CHAPTER XXIV
Two Maids and a Man
When next I awoke, it was amid conflicting sensations of pains and pleasantnesses. My eyes gradually took in my surroundings. Instead of being in Heaven, or the other place of future abode as I fully expected to be, I was lying on my own bed, in my own room, in a semi-darkness.
A quiet, shadowlike form was flitting about. I followed it with my eyes for a while, enjoying the fact that it did not know that I was watching it. Then it tip-toed toward me and bent over me.
All my doubts and fears departed. After all, I was in Heaven; for Mary,—the Mary I so loved,—was bending over me, crooning to me, with her face so near, and placing her cooling, soothing hand on my hot brow.
I must have tried to speak, for, as if far away, I could hear her enjoining me not to talk, but just lie quiet and I would soon be well.
She put a spoon to my mouth and, sup by sup, something warm, good and reviving slowly found its way down my throat.

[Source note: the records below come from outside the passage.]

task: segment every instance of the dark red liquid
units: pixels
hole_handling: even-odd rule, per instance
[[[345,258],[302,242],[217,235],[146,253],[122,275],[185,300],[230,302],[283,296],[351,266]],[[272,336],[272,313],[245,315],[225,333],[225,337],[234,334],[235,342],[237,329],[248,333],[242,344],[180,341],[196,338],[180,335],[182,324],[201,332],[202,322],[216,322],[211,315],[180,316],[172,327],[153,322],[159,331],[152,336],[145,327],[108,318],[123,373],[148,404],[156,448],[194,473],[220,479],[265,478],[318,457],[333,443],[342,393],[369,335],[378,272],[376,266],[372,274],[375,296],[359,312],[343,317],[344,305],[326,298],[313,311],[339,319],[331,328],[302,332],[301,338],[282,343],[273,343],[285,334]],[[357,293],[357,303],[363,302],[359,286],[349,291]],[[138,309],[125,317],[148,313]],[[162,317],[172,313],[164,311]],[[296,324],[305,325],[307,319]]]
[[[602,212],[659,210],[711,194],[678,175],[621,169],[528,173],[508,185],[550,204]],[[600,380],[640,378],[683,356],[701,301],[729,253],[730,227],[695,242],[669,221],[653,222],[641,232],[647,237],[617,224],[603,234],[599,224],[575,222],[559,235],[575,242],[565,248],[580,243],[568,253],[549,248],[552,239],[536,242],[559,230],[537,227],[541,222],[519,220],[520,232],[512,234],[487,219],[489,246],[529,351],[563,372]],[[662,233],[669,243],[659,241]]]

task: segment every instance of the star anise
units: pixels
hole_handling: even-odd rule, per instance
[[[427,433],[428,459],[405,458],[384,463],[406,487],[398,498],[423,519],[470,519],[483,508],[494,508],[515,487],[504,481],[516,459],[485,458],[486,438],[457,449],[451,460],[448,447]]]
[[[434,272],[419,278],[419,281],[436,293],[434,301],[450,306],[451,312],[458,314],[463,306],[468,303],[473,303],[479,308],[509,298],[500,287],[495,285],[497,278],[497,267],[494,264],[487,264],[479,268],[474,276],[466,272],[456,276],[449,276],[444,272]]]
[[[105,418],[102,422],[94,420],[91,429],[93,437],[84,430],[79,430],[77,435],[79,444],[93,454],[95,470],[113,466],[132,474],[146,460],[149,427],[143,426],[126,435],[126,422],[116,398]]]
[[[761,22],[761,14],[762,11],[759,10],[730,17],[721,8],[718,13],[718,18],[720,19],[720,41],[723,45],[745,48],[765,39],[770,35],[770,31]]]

What hard work it was opening my lips! What a dreadful task it was to swallow and how heavy my feet and hands seemed!—so heavy, I could not lift them.
As the singing voice crooned and hushed me, I grew, oh! so weary of the labour of swallowing and breathing that I dropped away again into glorious slumberland.
When again I opened my eyes, it was evening. My reading lamp was burning dimly on a table, near by. The air was warm from a crackling fire in the stove. Some one was kneeling at my bedside.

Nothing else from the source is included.